Phoenix Commons Waterfront
The waterfront is a peaceful and tranquil place, particularly in the early morning, with ducks, geese, egrets, and other water fowl congregating in their natural habitat. Throughout the day and evening, residents in the neighborhood walk their dogs, sit on the many benches, or simply gaze out at the water. Even harbor seals make an appearance at times. Long crew boats piloted by the University of California, Berkeley Crew Team skim by, along with sailboats, kayaks, even a huge barge pushed by its own tugboat. Some of these passings include the spectacle of the Park Street Bridge raising to allow passage. In the early evening we are treated to spectacular sunsets over the water and through the drawbridge. The Bay Trail walkway along the estuary ends at the massive, colorful mural of the Oakland Museum’s White Elephant building.
Jingletown is an eclectic and vibrant neighborhood where colorful outdoor mosaics and murals accentuate many walls. A number of former industrial buildings have been re-purposed into lofts and galleries for artists of many kinds. A mix of local small businesses, quaint older homes, and hip urban condos round out the diverse character of Jingletown.
Park Street Alameda
Phoenix Commons is located in Oakland, at the beautiful and historic Park Street drawbridge. A two- minute walk across the bridge brings us to the charming island city of Alameda, where the downtown bustles with friendly small-town atmosphere and the longest 4th of July parade in the nation.
The Park Street area boasts a wide variety of charming businesses including an historic movie theater, bookstores, antiquing shops, and even the oldest Buddhist temple in North America. Restaurants range from California cuisine to Italian, Cuban, Vietnamese, Himalayan, Thai, Burmese, Greek… the list goes on and on! A lovely array of coffee and tea spots, bars and bistros also enliven the area.
A mile and a half from Phoenix Commons, Park Street ends at the San Francisco Bay with stellar views of the San Francisco skyline. The 2.5 mile-long sandy beach hosts a bird sanctuary, a Crab Cove and a few of the many miles of scenic biking and walking trails found on the island.
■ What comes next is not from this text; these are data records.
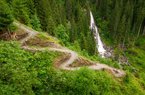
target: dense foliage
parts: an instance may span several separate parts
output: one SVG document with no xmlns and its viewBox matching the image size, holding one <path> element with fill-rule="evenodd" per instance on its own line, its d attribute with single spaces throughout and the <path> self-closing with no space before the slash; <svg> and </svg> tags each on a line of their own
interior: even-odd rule
<svg viewBox="0 0 145 95">
<path fill-rule="evenodd" d="M 7 0 L 7 3 L 20 22 L 47 31 L 66 45 L 75 43 L 90 55 L 96 53 L 93 34 L 89 30 L 89 14 L 86 9 L 81 9 L 83 5 L 78 1 Z"/>
<path fill-rule="evenodd" d="M 122 79 L 86 68 L 74 72 L 53 68 L 55 52 L 24 51 L 16 42 L 0 41 L 0 95 L 143 95 L 144 78 Z M 144 76 L 144 73 L 142 73 Z"/>
<path fill-rule="evenodd" d="M 7 30 L 13 22 L 10 8 L 6 2 L 0 1 L 0 31 Z"/>
<path fill-rule="evenodd" d="M 108 29 L 104 33 L 108 33 L 114 43 L 134 45 L 145 34 L 144 0 L 96 0 L 94 6 L 94 13 L 107 22 L 105 28 Z"/>
<path fill-rule="evenodd" d="M 93 11 L 100 34 L 106 43 L 117 44 L 120 47 L 131 46 L 145 34 L 145 2 L 143 0 L 6 1 L 15 19 L 36 30 L 47 31 L 65 40 L 65 44 L 73 43 L 90 55 L 96 53 L 93 34 L 89 30 L 90 10 Z M 57 28 L 62 29 L 58 31 Z M 58 36 L 60 33 L 63 34 L 62 30 L 65 36 Z"/>
<path fill-rule="evenodd" d="M 8 31 L 14 18 L 58 37 L 87 58 L 118 67 L 112 59 L 90 56 L 96 54 L 90 10 L 103 41 L 128 57 L 124 78 L 86 68 L 56 70 L 52 63 L 60 54 L 30 53 L 16 42 L 0 41 L 0 95 L 144 95 L 144 0 L 0 0 L 0 31 Z"/>
</svg>

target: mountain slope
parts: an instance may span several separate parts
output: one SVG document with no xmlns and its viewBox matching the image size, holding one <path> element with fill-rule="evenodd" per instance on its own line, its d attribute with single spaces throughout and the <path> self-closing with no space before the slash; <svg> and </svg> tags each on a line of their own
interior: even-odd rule
<svg viewBox="0 0 145 95">
<path fill-rule="evenodd" d="M 29 39 L 33 38 L 35 35 L 37 35 L 38 32 L 34 31 L 34 30 L 30 30 L 28 27 L 22 25 L 22 24 L 19 24 L 19 23 L 16 23 L 14 22 L 14 24 L 19 27 L 20 29 L 22 30 L 25 30 L 27 33 L 28 33 L 28 36 L 23 38 L 20 42 L 23 44 L 25 43 L 26 41 L 28 41 Z M 23 46 L 23 49 L 26 49 L 26 50 L 32 50 L 32 51 L 45 51 L 45 50 L 49 50 L 49 51 L 58 51 L 58 52 L 64 52 L 64 53 L 70 53 L 70 59 L 64 63 L 62 63 L 60 65 L 60 68 L 61 69 L 64 69 L 64 70 L 78 70 L 80 69 L 79 67 L 77 68 L 71 68 L 71 67 L 68 67 L 70 64 L 72 64 L 77 58 L 78 58 L 78 55 L 76 52 L 74 51 L 71 51 L 71 50 L 68 50 L 67 48 L 64 48 L 64 47 L 61 47 L 61 48 L 31 48 L 31 47 L 28 47 L 28 46 Z M 94 69 L 94 70 L 102 70 L 102 69 L 106 69 L 106 70 L 110 70 L 116 77 L 122 77 L 125 75 L 125 72 L 121 71 L 121 70 L 117 70 L 115 68 L 112 68 L 112 67 L 109 67 L 107 65 L 103 65 L 103 64 L 94 64 L 92 66 L 89 66 L 90 69 Z"/>
<path fill-rule="evenodd" d="M 144 0 L 0 5 L 0 95 L 145 94 Z M 97 54 L 90 11 L 110 58 Z"/>
<path fill-rule="evenodd" d="M 23 25 L 20 27 L 26 28 Z M 26 28 L 26 30 L 26 32 L 33 31 L 29 28 Z M 32 36 L 33 35 L 29 36 L 28 34 L 28 36 L 26 36 L 27 39 L 24 37 L 25 41 L 28 41 L 29 38 L 29 40 L 33 39 Z M 23 43 L 23 45 L 25 44 L 27 43 Z M 0 46 L 2 47 L 0 51 L 1 95 L 21 95 L 24 93 L 27 95 L 82 95 L 90 93 L 93 95 L 129 95 L 131 93 L 143 95 L 145 93 L 143 81 L 138 80 L 129 72 L 127 72 L 125 77 L 118 79 L 113 77 L 106 70 L 95 72 L 91 69 L 81 68 L 80 70 L 66 72 L 58 70 L 58 68 L 55 69 L 53 67 L 53 61 L 58 56 L 64 55 L 64 53 L 52 51 L 62 51 L 64 48 L 60 48 L 60 46 L 59 50 L 53 49 L 51 52 L 49 51 L 51 48 L 36 47 L 35 45 L 29 47 L 24 46 L 24 48 L 30 49 L 31 52 L 24 51 L 19 44 L 14 42 L 1 41 Z M 63 52 L 65 51 L 66 50 Z M 67 60 L 70 59 L 71 58 L 68 58 Z M 71 61 L 69 62 L 72 63 Z M 102 66 L 104 68 L 106 65 Z M 108 67 L 105 68 L 108 69 Z"/>
</svg>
Nearby, South Shore Mall offers shopping at Trader Joe’s, Safeway, Kohl’s, Office Depot, a post office and many other shops, large and small.
Fruitvale evokes the lively cultures of the diverse people who reside here and frequent the engaging festive celebrations, tantalizing eateries, and intriguing local markets. Here you can experience fare from tacos to collard greens to beignets. International Boulevard in Fruitvale has long been a gathering point for immigrants from around the world, particularly Mexico and Central America. The old Victorian-era Cohen-Bray house, the regal St. Elizabeth Church, the Peralta Hacienda National Historical Park (originally home to Native Americans) and the new Cesar Chavez public library dot the Fruitvale landscape. Members of Phoenix Commons often walk to or park at the Fruitvale BART (Bay Area Rapid Transit) station which links the Fruitvale neighborhood to the greater Bay Area.